The UN Security Council and International Criminal Tribunals: Procedure Matters by Christodoulos Kaoutzanis

The UN Security Council and International Criminal Tribunals: Procedure Matters by Christodoulos Kaoutzanis

Author:Christodoulos Kaoutzanis
Language: eng
Format: epub
ISBN: 9783030237776
Publisher: Springer International Publishing


5.3.3 Case Study of Discretion: United Kingdom and Foday Sankoh (After the Lomé Peace Accords)
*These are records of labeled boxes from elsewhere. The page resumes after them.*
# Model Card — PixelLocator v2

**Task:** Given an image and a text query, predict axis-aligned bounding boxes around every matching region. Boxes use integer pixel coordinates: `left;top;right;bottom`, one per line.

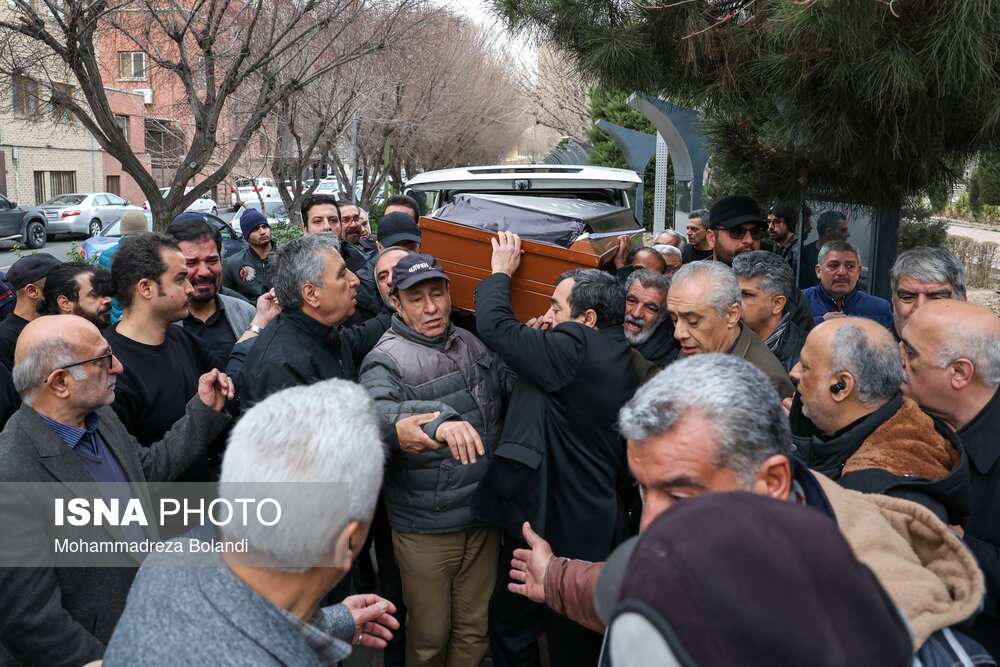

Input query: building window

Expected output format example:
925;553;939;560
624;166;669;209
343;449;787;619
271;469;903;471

35;171;45;206
52;83;73;120
118;51;146;80
14;76;38;116
115;116;128;141
49;171;76;197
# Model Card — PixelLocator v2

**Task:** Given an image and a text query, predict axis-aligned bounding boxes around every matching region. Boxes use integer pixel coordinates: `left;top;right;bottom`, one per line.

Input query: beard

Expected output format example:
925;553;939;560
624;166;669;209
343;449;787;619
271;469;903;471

625;315;662;345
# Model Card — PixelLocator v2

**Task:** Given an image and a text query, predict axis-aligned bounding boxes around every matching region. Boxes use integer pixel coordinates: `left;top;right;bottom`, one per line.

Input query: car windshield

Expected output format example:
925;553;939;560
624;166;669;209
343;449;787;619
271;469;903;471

42;195;87;206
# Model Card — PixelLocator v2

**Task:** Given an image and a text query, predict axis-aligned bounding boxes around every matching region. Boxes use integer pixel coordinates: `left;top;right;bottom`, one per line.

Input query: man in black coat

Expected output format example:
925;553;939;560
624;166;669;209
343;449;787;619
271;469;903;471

624;269;681;368
0;315;232;666
900;299;1000;657
472;232;639;667
240;232;389;408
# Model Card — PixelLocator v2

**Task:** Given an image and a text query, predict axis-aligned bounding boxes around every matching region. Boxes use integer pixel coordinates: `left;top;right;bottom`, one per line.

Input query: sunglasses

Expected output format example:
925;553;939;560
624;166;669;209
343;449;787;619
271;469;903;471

725;227;764;241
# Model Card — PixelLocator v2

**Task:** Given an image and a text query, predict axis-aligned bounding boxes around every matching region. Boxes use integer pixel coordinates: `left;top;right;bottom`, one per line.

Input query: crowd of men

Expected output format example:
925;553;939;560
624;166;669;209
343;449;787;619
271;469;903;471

0;189;1000;667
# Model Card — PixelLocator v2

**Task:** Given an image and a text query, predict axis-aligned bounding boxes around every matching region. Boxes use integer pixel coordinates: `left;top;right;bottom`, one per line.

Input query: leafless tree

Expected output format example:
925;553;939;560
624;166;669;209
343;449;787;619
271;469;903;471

0;0;425;229
332;14;527;206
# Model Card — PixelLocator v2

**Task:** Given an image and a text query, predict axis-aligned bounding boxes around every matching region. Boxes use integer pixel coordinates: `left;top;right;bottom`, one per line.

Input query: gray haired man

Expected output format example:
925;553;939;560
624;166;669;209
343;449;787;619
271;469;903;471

733;250;807;371
889;247;965;335
792;317;971;524
667;262;793;398
104;380;398;667
361;253;512;667
509;354;984;664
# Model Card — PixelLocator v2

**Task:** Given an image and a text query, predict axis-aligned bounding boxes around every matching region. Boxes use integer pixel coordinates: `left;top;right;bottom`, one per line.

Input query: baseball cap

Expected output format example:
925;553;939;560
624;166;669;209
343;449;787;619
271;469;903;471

594;491;913;667
378;211;420;248
7;252;62;292
708;195;767;229
240;208;271;240
392;253;449;289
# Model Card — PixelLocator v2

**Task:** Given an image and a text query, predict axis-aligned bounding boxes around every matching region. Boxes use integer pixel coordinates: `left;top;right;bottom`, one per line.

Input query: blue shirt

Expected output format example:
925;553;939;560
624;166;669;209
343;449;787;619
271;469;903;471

38;412;145;542
802;285;894;331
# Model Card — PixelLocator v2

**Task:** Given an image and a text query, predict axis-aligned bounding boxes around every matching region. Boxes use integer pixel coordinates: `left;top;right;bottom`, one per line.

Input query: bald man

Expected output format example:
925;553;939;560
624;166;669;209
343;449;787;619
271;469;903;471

899;299;1000;655
0;315;233;665
791;317;970;524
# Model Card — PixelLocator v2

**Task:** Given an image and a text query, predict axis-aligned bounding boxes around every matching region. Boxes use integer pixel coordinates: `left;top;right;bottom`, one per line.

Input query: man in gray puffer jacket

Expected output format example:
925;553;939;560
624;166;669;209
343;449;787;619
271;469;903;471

360;254;511;667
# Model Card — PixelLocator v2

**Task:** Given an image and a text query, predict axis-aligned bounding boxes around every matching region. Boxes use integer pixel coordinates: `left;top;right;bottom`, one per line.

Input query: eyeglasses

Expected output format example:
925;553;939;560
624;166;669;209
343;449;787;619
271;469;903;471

726;227;764;241
55;350;115;371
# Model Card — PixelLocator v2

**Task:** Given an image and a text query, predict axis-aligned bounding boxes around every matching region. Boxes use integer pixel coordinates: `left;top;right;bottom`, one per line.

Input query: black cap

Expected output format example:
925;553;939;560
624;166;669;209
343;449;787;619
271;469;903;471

392;253;448;290
708;195;767;229
7;252;62;292
594;491;913;667
378;211;420;248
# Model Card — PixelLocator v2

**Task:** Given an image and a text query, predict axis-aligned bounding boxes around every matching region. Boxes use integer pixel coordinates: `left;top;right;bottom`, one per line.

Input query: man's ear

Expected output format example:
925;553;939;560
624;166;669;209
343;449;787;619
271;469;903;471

300;283;319;308
948;358;976;389
56;294;73;313
771;294;788;315
576;308;597;329
750;454;792;500
135;278;160;300
723;303;743;329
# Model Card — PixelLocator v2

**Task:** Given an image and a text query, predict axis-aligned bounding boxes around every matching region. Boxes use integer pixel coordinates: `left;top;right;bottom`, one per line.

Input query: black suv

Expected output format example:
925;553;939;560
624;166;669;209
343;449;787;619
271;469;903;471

0;195;45;248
The third case study of diplomatic activity took place after the signing of the Lomé Peace Accords and involved Jeremy Greenstock and Clare Short and the foreign policy apparatus of the U.K. government. Greenstock and Short used the discretion afforded to them as part of their official duties to evaluate and question the role assigned to RUF leader Foday Sankoh in the post-Lomé political system of Sierra Leone. Once again, this section provides the context for the events and then explains the debates among several high-ranking members of the Blair administration on the role Sankoh should have in Sierra Leone following the Lomé Peace Accords.

As described in Tony Blair’s memoirs, the United Kingdom did very little with regards to Sierra Leone’s civil war before 2000.77 In its early years in power, the Blair cabinet was focused on the international crises in the former Yugoslavia—particularly Kosovo—and the attempted inspections of Saddam Hussein’s WMD programs in Iraq. In 1999, once a large number of atrocities started receiving international attention, the United Kingdom slightly shifted its interest towards Sierra Leone. The Blair family had some personal ties to Sierra Leone, as Blair’s father had been a lecturer at the Sierra Leone University in Freetown.78 The United Kingdom also had colonial ties with that country, a reality that influenced the perception of U.K. policy-makers towards the civil war.79 These ties were so important that the BBC coverage remained the primary news media not only for the U.K. government, but also for all fighting parties in the civil war. More importantly, another former U.K. colony—Nigeria—had taken the lead in fighting the AFRC/RUF rebels. Mindful of the atrocities and of Nigeria’s financial difficulties in fighting this war, the Blair government decided to contribute £1 million to the logistical needs of ECOMOG forces in January 1999.80 By January 20, 1999, in its effort to bolster the anti-rebel front, the United Kingdom had also sent a frigate to Freetown.81 At the same time, however, Blair was also preparing for an air campaign against Serbia for the protection of Kosovar Albanians.

The contrast between the United Kingdom’s interest towards the war in Kosovo and general apathy towards Sierra Leone’s civil war could not have been starker. The double-standard was not lost on The Guardian, which reported that “[t]he UN’s consolidated humanitarian appeal for Kosovo is $690 m[illion], of which 58% has been met, while $2.1b[illio]n has just been pledged for regional reconstruction. A UN appeal for $25 m[illion] for Sierra Leone met profound international indifference and a mere 32% of the appeal has been covered.”82 Various commentators—such as the UN Human Rights Commissioner Mary Robinson—tried to galvanize the United Kingdom’s attention to Sierra Leone by noting that there were more atrocities in Sierra Leone than in Kosovo.

In contrast to its intervention in Kosovo, the United Kingdom favored a power-sharing agreement with the goal of national reconciliation for Sierra Leone. In July 1999, at the same time that U.